Time it right Hydrating before pedaling helps you avoid drying out on the road. For best absorption, sip 12 to 16 ounces of water four hours before hopping onto your bike; two hours before, sip another 12 ounces. While riding, drink enough to match the intensity of the exercise, the heat of the day and your body’s needs—the average recommendation is one 16-ounce bottle per hour in cool weather, up to as many as four bottles per hour in extremely hot weather, based on a 150-pound cyclist. Afterward, your goal is to replace lost fluids and electrolytes.

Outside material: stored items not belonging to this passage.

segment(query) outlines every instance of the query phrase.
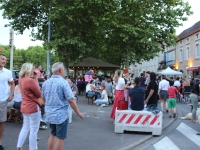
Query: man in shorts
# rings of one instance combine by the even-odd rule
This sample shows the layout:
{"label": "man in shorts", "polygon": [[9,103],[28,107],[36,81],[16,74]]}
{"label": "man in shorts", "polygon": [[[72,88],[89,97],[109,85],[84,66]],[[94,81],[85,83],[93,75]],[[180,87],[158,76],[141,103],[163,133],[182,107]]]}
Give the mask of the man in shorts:
{"label": "man in shorts", "polygon": [[53,75],[42,86],[42,97],[45,100],[45,114],[50,123],[51,135],[48,150],[62,150],[67,137],[69,122],[69,105],[83,119],[84,114],[78,109],[69,83],[63,78],[64,65],[57,62],[52,66]]}
{"label": "man in shorts", "polygon": [[0,54],[0,150],[4,150],[1,140],[4,122],[7,120],[7,103],[13,99],[15,84],[10,70],[4,68],[6,56]]}
{"label": "man in shorts", "polygon": [[172,108],[174,109],[173,118],[176,117],[176,94],[178,90],[174,87],[174,81],[169,81],[170,88],[168,88],[168,109],[169,109],[169,118],[172,117]]}

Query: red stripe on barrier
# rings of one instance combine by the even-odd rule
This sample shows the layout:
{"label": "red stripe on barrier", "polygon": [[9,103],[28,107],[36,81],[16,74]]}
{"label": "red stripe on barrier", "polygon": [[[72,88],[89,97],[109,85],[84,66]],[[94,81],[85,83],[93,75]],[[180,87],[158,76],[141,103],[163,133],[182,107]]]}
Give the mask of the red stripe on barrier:
{"label": "red stripe on barrier", "polygon": [[123,114],[123,116],[121,117],[121,119],[119,120],[119,123],[122,123],[122,121],[126,118],[128,114]]}
{"label": "red stripe on barrier", "polygon": [[155,122],[156,122],[156,120],[158,119],[158,115],[156,115],[154,118],[153,118],[153,120],[151,121],[151,123],[150,123],[150,125],[153,125]]}
{"label": "red stripe on barrier", "polygon": [[135,120],[134,124],[137,124],[142,117],[143,117],[143,115],[139,115],[138,118]]}
{"label": "red stripe on barrier", "polygon": [[158,125],[160,125],[160,122],[158,123]]}
{"label": "red stripe on barrier", "polygon": [[142,124],[145,124],[149,120],[150,117],[151,117],[151,115],[146,116],[146,118],[144,119],[144,121],[142,122]]}
{"label": "red stripe on barrier", "polygon": [[135,115],[134,114],[132,114],[130,117],[129,117],[129,119],[126,121],[126,124],[129,124],[131,121],[132,121],[132,119],[135,117]]}

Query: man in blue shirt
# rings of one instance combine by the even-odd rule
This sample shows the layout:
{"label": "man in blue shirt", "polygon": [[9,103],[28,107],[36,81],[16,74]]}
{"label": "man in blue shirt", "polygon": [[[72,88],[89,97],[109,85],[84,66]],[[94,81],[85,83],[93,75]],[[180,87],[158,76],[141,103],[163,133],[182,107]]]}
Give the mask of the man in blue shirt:
{"label": "man in blue shirt", "polygon": [[68,107],[83,119],[84,114],[78,109],[69,83],[63,78],[63,63],[57,62],[52,66],[53,75],[42,86],[42,97],[45,100],[45,114],[50,123],[51,135],[48,149],[63,149],[64,139],[67,137]]}
{"label": "man in blue shirt", "polygon": [[131,109],[132,110],[143,110],[144,109],[144,94],[145,90],[140,87],[140,78],[134,79],[135,86],[130,89],[129,96],[131,98]]}

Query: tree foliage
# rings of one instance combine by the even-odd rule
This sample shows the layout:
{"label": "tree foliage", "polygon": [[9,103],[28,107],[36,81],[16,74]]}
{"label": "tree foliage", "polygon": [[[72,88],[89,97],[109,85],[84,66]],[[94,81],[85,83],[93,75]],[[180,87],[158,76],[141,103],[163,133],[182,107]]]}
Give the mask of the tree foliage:
{"label": "tree foliage", "polygon": [[[7,58],[6,68],[10,68],[10,48],[6,45],[0,45],[3,49],[1,52]],[[55,51],[51,51],[52,62],[59,61],[58,54]],[[47,52],[41,46],[30,46],[27,49],[16,49],[14,47],[13,53],[13,70],[20,70],[21,66],[25,62],[33,63],[35,66],[41,65],[46,70]]]}
{"label": "tree foliage", "polygon": [[[149,60],[174,44],[190,6],[182,0],[0,0],[8,26],[55,49],[67,63],[95,57],[121,65]],[[48,43],[48,20],[51,42]],[[36,28],[36,30],[34,30]],[[36,53],[34,54],[36,56]]]}

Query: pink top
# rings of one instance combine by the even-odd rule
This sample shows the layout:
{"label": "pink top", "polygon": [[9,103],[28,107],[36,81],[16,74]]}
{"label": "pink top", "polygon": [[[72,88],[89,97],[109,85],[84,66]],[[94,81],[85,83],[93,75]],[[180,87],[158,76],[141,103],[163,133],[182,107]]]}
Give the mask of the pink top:
{"label": "pink top", "polygon": [[175,87],[170,87],[168,89],[169,98],[176,98],[176,93],[178,93],[178,91]]}
{"label": "pink top", "polygon": [[41,91],[39,85],[32,78],[21,78],[19,87],[22,94],[21,112],[31,114],[37,112],[37,105],[41,105]]}
{"label": "pink top", "polygon": [[42,73],[40,72],[39,69],[35,69],[35,72],[37,73],[38,78],[42,78]]}

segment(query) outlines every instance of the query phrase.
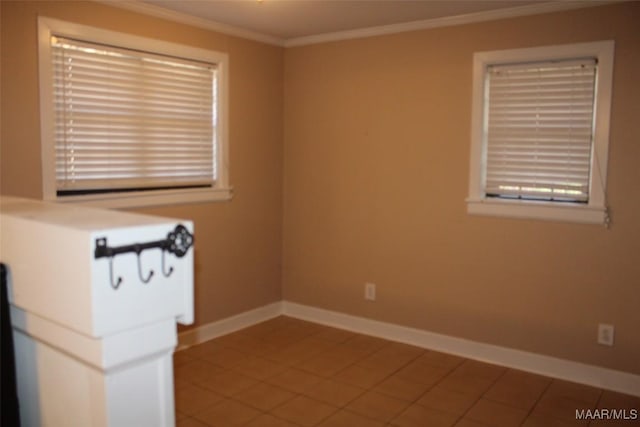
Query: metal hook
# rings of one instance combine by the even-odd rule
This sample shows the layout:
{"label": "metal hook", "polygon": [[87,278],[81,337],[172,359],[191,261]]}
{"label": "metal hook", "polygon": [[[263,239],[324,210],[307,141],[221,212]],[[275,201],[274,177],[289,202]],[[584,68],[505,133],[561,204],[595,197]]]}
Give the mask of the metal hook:
{"label": "metal hook", "polygon": [[162,251],[162,274],[164,275],[164,277],[169,277],[171,276],[171,274],[173,274],[173,267],[169,266],[169,271],[165,272],[164,269],[164,250]]}
{"label": "metal hook", "polygon": [[109,257],[109,279],[111,280],[111,287],[113,289],[118,289],[120,284],[122,283],[122,277],[118,277],[118,281],[113,283],[113,257]]}
{"label": "metal hook", "polygon": [[153,277],[153,270],[149,270],[149,274],[147,274],[147,278],[142,277],[142,264],[140,263],[140,250],[136,250],[136,254],[138,255],[138,276],[140,276],[140,280],[142,283],[149,283],[149,280]]}

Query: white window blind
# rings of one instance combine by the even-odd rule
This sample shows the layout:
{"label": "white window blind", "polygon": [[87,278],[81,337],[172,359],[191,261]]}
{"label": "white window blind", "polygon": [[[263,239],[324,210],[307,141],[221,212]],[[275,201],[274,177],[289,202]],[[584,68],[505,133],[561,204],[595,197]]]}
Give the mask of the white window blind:
{"label": "white window blind", "polygon": [[211,187],[216,66],[51,38],[58,195]]}
{"label": "white window blind", "polygon": [[588,202],[596,61],[492,65],[487,196]]}

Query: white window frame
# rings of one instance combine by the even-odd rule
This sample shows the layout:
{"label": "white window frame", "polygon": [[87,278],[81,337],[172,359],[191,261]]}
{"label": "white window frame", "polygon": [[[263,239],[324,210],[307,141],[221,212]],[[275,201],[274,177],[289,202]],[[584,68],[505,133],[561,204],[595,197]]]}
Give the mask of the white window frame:
{"label": "white window frame", "polygon": [[[599,41],[525,49],[477,52],[473,55],[473,94],[471,113],[471,155],[467,212],[513,218],[573,221],[603,224],[608,221],[606,205],[609,117],[613,82],[614,42]],[[585,204],[545,200],[505,200],[486,197],[485,76],[495,64],[542,62],[593,57],[598,61],[596,75],[593,149],[589,200]]]}
{"label": "white window frame", "polygon": [[[53,102],[53,66],[51,61],[52,36],[76,38],[88,42],[108,44],[216,64],[218,83],[216,108],[218,111],[218,123],[216,126],[216,151],[214,156],[217,162],[215,165],[217,176],[212,187],[58,196],[55,171],[55,112]],[[229,185],[228,155],[229,58],[226,53],[94,28],[52,18],[39,17],[38,54],[42,190],[44,200],[81,203],[105,208],[132,208],[231,199],[232,188]]]}

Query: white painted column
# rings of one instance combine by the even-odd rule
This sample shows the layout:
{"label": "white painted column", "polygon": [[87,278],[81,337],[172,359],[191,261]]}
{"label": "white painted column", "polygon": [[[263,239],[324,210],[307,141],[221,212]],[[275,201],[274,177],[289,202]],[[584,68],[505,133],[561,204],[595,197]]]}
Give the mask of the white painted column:
{"label": "white painted column", "polygon": [[[9,270],[23,426],[173,426],[176,320],[193,322],[193,248],[95,258],[96,240],[165,239],[189,221],[3,197],[0,259]],[[143,283],[140,274],[154,274]],[[115,289],[111,283],[122,277]]]}

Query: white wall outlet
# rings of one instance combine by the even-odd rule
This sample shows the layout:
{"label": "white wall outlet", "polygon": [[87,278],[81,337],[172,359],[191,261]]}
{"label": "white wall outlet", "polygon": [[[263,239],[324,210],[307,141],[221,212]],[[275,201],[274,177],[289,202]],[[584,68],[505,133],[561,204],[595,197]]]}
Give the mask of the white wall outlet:
{"label": "white wall outlet", "polygon": [[598,344],[613,346],[614,331],[613,325],[600,323],[598,325]]}
{"label": "white wall outlet", "polygon": [[376,300],[376,284],[375,283],[364,284],[364,299],[368,301]]}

If the ride was easy or moderate, sipping water and having a small meal within an hour of finishing should be sufficient, but if the ride was long and intense, use the weighing method below to determine your drinking regimen.
Customize People sweat at different rates, and rides vary in terrain, speed and distance, but hydration goals are the same regardless. “Your aim is to minimize fluid and electrolyte loss or gain,” says Douglas Casa, Ph.D., the director of athletic training education at the University of Connecticut, at Storrs. The best way to learn your individual sweat rate: Step on the scale before and after a long or hard ride. If you weigh less afterward, you should be drinking a bit more; if you weigh more, you should cut back to avoid over-hydration.
Keep it simple “On easier rides, stick with water. You’ll get the mother lode of electrolytes, calories and fluids from the meals and fluids you consume prior to, and after, your ride,” says Casa, who’s been researching hydration and exercise issues for more than a decade. When a ride is intense, pushes past an hour, or is in hot weather, consider a sports drink. “I recommend staying away from the stuff with 9,000 ingredients,” says Casa. “You just need the essentials—fluid, carbohydrates and electrolytes.”
Try and try again The only way to find what drinks work for you is by testing them. “Some products may not taste good to you, while others may sit in your stomach in a bad way,” says Casa. If you’re the type of salty sweater who finds white streaks on your jersey after a ride, you may need a drink with more sodium. For extreme salt sweaters, Casa suggests adding 1/4 teaspoon of salt to 16 ounces of sports drink (that’s 600mg of sodium). If you find that a sports drink upsets your stomach, try diluting it with water. “Just never start a big event with a new product in your bottle,” says Casa. “That’s a recipe for disaster.”